巷の合格体験記やブログでは、素晴らしい経歴を既に持っていることを前提にMBA出願対策を語っているので、多くの人にとってあまり参考にならないと思う。なぜなら、合格者が実際合格できたのは、出願対策プロセスというよりも、その人の経歴に拠るところが大きいからである。結局のところ、テストスコアも、エッセイも、インタビューも、出願者の経歴のプレゼンテーションに過ぎない。海外MBA出願を検討している人は、合格者のプレゼン対策ではなく、プレゼンの中身(つまりその人の経歴)を知らなければならない。そして、エッセイを書き始める前に、経歴の作り込みを完成させておく必要がある。

前置きが長くなってしまったが、海外MBA出願対策を見据えて、自身の経歴をどのように作り込めばよいのか、書きたいと思います。

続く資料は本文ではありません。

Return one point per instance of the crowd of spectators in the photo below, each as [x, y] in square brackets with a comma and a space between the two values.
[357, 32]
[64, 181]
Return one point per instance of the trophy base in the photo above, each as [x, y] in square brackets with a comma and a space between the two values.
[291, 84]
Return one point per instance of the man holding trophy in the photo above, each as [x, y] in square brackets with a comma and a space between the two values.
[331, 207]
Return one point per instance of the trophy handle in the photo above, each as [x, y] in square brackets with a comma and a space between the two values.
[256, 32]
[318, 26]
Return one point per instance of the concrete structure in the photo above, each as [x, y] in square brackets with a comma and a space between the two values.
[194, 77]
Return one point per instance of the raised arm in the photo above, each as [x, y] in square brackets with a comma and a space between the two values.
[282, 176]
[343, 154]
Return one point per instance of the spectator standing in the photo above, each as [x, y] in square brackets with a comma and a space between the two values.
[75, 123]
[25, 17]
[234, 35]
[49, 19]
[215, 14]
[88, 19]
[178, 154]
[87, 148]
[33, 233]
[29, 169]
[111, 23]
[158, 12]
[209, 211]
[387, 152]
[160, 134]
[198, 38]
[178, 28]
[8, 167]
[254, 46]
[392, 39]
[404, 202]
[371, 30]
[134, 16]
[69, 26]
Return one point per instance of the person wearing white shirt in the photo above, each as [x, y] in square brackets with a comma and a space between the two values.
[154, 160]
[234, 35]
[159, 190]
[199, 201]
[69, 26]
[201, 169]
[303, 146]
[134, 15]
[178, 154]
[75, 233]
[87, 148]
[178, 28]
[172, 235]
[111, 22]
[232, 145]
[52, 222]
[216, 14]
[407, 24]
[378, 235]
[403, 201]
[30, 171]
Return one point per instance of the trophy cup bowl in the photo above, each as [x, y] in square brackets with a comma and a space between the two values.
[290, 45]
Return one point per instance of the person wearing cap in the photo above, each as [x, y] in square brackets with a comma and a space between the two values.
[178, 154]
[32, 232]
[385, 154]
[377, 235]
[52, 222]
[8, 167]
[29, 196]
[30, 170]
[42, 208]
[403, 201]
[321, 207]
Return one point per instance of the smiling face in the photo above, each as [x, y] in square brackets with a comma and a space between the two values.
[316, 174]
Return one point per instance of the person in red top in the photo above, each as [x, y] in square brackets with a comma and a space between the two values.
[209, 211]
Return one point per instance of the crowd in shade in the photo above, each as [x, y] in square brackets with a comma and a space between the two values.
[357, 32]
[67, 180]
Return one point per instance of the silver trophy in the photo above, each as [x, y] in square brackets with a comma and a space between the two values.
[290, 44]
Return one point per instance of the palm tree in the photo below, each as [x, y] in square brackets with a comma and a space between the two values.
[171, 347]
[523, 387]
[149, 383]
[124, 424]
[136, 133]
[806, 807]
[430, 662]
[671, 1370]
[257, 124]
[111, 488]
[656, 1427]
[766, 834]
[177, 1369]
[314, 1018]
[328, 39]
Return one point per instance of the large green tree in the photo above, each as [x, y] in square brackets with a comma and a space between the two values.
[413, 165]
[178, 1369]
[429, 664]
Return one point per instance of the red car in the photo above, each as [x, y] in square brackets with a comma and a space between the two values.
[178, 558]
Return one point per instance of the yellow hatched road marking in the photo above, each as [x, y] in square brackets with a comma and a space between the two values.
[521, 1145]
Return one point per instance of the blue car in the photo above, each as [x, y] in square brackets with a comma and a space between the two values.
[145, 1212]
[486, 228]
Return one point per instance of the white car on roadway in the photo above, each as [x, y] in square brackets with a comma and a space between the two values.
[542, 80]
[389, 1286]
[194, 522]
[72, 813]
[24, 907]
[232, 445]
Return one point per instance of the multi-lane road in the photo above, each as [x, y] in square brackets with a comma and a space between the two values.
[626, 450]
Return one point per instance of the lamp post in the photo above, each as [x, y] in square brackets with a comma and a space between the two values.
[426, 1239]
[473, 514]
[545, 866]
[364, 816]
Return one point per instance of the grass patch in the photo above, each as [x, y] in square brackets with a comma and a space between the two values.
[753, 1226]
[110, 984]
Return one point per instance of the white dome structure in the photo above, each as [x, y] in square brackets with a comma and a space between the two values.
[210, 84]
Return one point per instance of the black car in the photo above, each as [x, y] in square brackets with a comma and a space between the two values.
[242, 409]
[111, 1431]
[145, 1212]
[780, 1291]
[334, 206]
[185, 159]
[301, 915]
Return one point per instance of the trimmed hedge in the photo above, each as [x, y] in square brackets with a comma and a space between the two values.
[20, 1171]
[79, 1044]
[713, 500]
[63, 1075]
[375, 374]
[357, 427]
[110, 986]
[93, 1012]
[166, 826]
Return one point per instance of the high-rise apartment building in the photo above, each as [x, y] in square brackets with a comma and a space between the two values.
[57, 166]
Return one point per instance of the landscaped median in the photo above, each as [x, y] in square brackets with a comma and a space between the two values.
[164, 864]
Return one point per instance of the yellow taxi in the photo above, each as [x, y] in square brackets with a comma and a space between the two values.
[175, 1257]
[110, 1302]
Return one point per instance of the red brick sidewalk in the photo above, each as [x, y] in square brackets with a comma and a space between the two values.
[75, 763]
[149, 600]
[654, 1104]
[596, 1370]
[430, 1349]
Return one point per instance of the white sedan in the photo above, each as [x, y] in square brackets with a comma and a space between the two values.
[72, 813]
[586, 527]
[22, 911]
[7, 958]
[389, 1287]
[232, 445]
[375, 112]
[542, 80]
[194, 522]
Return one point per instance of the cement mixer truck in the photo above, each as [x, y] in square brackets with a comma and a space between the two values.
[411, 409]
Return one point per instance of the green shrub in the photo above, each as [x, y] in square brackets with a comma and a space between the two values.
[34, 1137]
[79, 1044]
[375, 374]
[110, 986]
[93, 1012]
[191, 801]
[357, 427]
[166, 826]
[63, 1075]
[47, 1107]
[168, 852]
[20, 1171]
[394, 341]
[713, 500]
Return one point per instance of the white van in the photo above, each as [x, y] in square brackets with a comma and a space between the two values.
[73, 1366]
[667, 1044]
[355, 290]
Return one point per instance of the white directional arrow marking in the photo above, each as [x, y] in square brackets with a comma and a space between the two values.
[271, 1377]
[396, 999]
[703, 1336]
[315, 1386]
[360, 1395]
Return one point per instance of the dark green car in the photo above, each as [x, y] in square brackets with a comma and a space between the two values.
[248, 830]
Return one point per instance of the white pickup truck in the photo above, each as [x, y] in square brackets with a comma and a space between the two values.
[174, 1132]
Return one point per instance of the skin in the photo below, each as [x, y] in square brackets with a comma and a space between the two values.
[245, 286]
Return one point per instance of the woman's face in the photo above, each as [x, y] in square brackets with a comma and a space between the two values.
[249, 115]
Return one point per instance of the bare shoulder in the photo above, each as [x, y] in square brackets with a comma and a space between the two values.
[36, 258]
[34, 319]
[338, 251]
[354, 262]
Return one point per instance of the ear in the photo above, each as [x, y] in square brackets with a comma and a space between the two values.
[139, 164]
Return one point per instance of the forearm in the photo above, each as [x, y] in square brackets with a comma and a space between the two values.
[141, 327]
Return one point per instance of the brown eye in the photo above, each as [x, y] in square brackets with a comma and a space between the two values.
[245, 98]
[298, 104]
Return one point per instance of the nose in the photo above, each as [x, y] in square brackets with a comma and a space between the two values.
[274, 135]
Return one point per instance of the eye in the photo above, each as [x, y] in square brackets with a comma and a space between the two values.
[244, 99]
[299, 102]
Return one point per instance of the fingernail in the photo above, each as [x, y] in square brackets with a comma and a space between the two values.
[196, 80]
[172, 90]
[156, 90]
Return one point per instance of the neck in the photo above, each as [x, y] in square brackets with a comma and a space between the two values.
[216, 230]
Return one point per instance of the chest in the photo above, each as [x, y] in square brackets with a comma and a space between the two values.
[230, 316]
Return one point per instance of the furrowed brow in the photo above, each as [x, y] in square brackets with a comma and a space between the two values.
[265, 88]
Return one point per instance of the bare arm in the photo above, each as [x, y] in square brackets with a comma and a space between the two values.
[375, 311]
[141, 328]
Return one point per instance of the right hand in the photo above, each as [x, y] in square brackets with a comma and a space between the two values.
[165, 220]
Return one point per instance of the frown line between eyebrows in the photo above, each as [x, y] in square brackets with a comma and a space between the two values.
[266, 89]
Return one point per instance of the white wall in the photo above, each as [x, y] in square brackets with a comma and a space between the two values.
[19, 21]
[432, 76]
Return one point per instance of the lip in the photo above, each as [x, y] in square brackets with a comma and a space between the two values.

ビジネススクールのアプリケーションフォームを見たことのない人は、一度見てみましょう。例えば、IMDのアプリケーションフォームは、下記のような構成になっています。(どの学校もだいたい同じ。)

①個人情報
②テストスコア
③学歴
④言語
⑤海外経験
⑥課外活動
⑦職歴
⑧キャリア目標
⑨エッセイ

欧米ビジネススクールでは、well-roundedな(多才な)学生が好まれる。「勉強も仕事もできて、国際経験豊富、スポーツ万能で楽器も弾ける、社交的なナイスガイ」というイメージだ。そういう人物像が目に浮かぶよう、アプリケーションフォームを作り込まなければならない。逆に言えば、そういうプロフィールになるよう、自身の経歴を作り込まなければならない。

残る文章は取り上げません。